The drugs seemed miraculous when they were introduced in 1999, and they soon became blockbusters, with billion-dollar sales. Vioxx, made by Merck, and Celebrex, made by Pfizer, could quell pain and inflammation just as well as drugs like ibuprofen and naproxen, but they did not cause ulcers and gastrointestinal bleeding.
A Merck clinical trial asking if Vioxx could also prevent colon cancer revealed that the drug increased the risk of heart attacks, and the company pulled it off the market in 2004. Ever since, a question has hung over Celebrex. Did it cause heart attacks, too?
Now, at long last, the resulting clinical trial is done.
Most medical researchers, including the study’s principal investigator, thought Celebrex would be riskier than either ibuprofen or naproxen.
Instead, it was at least no worse and may even be safer than the alternatives.
This is more evidence of how even “scientific truth” and “evidence-based” medicine are in constant flux. Scientific facts are regularly updated and changed by new data or new studies.
Evidence-based treatments that rely on the outcomes of these studies are often put in place just in time for the evidence to change.
Then, due to the inertia of our huge medical system, these obsolete treatments linger on long after they’ve been proven wrong.
An estimated two million people in the United States take Celebrex or generic celecoxib, said Dr. Milton Pressler, a cardiologist in charge of clinical affairs for Pfizer Essential Health. The drug is available only by prescription; as the trial dragged on its patent expired, so now generic companies also sell it.
He and others emphasized that the findings apply only to people taking the drugs every day for months or years and who are at high risk for heart disease or already have it. They do not apply to someone who pops an occasional ibuprofen like Advil for a pulled muscle or takes a naproxen such as Aleve for a headache.
When the trial was designed, many thought, based on data from small studies, that naproxen was safest and celecoxib was likely to be the riskiest.
But an advisory committee that met in 2015 said to wait for the results of the new trial and warnedthat none of the drugs were risk-free.
The main purpose of the study was to investigate “noninferiority” — to see if celecoxib was at least as safe as the other two drugs. It was.
The study found that during the trial
- 188 of the celecoxib patients (2.3 percent) died of heart disease or hemorrhage, or had a heart attack or a stroke,
- 201 patients taking naproxen (2.5 percent) and
- 218 patients (2.7 percent) taking ibuprofen.
When the differences are so small, lifestyle adjustments can more than make up for the “greater risk” of the much cheaper drugs.
The real surprise was in other outcomes the study investigated.
- Significantly more patients taking ibuprofen had worsening kidney function.
- Patients taking either ibuprofen or naproxen were significantly more likely to be hospitalized for high blood pressure.
- And despite the assumption that naproxen was the safest, there were 25 percent more total deaths with naproxen than celecoxib — 163 with naproxen compared with 132 with celecoxib.

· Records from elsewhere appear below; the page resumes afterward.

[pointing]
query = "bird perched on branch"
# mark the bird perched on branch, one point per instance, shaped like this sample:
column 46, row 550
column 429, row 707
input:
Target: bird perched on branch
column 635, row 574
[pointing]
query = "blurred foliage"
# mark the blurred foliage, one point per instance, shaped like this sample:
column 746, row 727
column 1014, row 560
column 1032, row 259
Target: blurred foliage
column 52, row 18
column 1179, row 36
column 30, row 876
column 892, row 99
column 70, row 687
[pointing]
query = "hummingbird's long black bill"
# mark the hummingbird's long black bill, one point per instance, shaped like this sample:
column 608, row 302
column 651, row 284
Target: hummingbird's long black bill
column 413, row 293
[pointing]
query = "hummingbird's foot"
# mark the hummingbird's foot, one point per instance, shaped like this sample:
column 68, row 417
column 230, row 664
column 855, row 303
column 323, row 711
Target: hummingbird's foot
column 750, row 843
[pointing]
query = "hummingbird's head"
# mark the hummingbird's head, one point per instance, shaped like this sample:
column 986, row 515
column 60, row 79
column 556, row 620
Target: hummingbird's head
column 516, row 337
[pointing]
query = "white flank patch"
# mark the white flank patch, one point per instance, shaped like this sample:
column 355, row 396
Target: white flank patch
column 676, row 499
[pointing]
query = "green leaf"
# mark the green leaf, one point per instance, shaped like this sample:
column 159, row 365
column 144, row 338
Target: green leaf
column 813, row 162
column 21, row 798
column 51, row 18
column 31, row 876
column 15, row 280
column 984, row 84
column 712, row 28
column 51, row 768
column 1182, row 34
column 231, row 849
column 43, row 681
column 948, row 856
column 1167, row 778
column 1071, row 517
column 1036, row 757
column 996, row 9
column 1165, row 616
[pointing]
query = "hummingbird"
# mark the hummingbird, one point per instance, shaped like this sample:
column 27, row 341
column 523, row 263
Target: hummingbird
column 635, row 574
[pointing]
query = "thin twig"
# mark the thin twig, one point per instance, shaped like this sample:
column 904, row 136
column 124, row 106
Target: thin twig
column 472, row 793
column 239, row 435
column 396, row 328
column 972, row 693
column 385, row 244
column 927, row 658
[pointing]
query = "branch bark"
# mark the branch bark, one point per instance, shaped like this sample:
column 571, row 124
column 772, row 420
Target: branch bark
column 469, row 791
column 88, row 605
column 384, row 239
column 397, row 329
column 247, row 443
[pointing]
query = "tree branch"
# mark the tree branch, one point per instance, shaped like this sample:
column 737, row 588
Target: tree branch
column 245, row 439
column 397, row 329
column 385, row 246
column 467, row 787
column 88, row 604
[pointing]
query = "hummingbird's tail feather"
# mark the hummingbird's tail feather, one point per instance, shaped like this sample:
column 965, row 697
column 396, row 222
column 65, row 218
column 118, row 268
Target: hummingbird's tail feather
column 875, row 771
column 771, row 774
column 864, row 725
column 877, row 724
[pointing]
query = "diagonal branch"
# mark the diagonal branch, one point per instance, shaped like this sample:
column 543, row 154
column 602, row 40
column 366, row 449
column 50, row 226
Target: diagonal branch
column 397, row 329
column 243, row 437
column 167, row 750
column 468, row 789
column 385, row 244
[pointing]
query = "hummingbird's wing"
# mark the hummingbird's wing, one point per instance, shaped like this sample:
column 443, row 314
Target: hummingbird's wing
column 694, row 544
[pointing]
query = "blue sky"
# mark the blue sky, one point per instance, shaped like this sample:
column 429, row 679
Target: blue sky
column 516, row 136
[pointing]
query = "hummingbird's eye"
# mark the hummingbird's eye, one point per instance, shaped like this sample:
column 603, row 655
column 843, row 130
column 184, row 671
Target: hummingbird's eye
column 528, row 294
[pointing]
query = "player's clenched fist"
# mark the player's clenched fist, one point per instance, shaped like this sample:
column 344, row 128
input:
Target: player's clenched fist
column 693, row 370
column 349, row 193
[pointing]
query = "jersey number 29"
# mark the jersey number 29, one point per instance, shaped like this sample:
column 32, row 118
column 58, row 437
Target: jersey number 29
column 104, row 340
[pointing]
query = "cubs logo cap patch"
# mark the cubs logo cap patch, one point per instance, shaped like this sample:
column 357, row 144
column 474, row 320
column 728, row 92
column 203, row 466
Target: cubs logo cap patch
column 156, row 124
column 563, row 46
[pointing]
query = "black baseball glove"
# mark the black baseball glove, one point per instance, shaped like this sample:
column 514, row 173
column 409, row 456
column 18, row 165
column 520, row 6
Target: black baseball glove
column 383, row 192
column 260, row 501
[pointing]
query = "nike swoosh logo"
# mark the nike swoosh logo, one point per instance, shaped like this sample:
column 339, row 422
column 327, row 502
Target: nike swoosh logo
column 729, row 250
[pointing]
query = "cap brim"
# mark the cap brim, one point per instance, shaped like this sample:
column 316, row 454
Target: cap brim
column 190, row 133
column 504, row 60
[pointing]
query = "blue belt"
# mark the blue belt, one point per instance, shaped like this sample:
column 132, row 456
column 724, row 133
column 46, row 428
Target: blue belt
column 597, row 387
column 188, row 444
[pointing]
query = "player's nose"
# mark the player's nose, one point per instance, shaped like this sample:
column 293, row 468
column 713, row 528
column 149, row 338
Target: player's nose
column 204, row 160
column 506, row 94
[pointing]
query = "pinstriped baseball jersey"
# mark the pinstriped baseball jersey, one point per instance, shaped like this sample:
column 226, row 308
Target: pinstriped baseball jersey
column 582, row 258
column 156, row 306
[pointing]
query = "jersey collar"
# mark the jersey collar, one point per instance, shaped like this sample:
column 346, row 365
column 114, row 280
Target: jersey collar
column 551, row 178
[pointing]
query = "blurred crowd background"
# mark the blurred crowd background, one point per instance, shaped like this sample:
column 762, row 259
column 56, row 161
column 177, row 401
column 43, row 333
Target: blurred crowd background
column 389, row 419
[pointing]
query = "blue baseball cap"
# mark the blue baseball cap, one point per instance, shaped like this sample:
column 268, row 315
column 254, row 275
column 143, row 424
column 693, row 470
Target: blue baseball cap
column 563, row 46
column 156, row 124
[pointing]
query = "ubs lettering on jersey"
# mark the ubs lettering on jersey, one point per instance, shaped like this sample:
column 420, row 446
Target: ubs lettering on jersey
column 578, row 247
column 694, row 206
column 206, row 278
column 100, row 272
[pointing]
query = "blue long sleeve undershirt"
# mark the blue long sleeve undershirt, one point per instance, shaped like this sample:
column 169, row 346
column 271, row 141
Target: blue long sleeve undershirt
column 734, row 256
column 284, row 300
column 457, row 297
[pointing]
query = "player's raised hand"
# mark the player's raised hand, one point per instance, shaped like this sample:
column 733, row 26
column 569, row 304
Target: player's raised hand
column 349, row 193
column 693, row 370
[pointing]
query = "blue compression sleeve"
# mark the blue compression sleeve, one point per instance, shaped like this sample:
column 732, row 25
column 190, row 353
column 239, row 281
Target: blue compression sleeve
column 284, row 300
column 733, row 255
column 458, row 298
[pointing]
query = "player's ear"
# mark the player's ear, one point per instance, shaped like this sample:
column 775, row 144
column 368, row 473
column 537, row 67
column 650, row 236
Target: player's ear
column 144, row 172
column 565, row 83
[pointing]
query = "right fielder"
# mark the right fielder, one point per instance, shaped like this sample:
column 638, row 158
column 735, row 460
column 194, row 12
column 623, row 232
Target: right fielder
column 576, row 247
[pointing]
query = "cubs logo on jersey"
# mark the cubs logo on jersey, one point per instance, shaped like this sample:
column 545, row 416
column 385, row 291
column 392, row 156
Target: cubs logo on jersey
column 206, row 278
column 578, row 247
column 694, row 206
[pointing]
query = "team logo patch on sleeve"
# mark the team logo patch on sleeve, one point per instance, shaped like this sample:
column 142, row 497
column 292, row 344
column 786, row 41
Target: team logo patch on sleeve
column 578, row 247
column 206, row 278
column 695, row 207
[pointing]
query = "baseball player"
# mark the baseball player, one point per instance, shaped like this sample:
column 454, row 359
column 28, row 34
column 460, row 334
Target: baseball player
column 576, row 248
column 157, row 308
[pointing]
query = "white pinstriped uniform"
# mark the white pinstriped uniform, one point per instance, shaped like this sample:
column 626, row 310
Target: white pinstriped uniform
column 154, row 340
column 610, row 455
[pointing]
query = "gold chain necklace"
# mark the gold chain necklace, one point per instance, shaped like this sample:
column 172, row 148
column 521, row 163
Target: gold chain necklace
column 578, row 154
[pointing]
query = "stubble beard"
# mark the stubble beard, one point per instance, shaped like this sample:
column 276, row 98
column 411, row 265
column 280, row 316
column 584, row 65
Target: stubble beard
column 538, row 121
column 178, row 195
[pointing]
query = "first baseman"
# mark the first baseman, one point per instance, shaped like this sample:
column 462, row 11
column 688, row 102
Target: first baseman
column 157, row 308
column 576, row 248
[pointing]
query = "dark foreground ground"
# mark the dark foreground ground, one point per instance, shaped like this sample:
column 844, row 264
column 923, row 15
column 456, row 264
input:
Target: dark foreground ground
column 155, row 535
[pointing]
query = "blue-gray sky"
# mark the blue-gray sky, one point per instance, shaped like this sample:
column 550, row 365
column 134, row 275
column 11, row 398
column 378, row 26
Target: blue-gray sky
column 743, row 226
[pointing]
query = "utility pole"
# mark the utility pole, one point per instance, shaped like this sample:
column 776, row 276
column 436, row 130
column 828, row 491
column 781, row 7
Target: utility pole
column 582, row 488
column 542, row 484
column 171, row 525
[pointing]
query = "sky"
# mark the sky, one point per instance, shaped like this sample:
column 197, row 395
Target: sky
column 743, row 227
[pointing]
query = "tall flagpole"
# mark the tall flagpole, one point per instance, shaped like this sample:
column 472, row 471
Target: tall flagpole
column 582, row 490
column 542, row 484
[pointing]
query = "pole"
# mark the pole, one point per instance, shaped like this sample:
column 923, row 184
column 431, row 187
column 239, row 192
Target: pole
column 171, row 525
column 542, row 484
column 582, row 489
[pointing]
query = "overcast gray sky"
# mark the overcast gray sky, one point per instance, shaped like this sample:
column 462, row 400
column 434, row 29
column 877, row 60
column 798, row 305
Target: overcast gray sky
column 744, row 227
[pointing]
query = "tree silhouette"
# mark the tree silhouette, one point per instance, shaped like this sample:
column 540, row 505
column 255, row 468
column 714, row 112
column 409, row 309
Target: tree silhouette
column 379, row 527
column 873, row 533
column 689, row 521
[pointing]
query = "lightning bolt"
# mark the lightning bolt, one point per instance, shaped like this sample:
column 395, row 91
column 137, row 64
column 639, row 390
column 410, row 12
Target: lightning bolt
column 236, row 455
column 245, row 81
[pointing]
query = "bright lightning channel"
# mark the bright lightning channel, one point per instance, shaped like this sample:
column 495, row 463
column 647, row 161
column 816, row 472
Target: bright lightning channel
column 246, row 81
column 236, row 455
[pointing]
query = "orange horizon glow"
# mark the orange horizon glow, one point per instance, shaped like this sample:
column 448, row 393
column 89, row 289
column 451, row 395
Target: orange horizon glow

- As expected, because celecoxib was intended to avoid bleeding problems, both ibuprofen and naproxen patients had significantly more gastrointestinal bleeding and ulcers.
Dr. Wilson took issue with stressing the secondary outcomes. The rules of clinical trial research say what counts is the outcome you designed your study to find. “To then drill into secondary endpoints and find superiority — that’s not really fair,” he said.
The study did have some real weaknesses.
Only a minority of the patients actually had documented heart disease and it is those patients who are most worrisome. Many dropped out, making it hard to interpret the data.
Others, like Dr. Blaha, accepted the conclusions. “I would not feel comfortable saying it is perfectly safe to take celecoxib,” he said. “But if you need to take a daily pill it might be safer to take this one than the other two.”
“On average it looks like celecoxib is safer,” he said. “If you need to be on it for more than a couple of months, I would think strongly about celecoxib.”
As usual, science ignores the financial realities of a broken healthcare system and patient budgets. Especially because it requires a prescription, Celebrex is far more expensive than the common OTC alternatives.
This study said nothing about the comparative effectiveness of these medications and I suspect that would be determined by the individual patient’s body chemistry.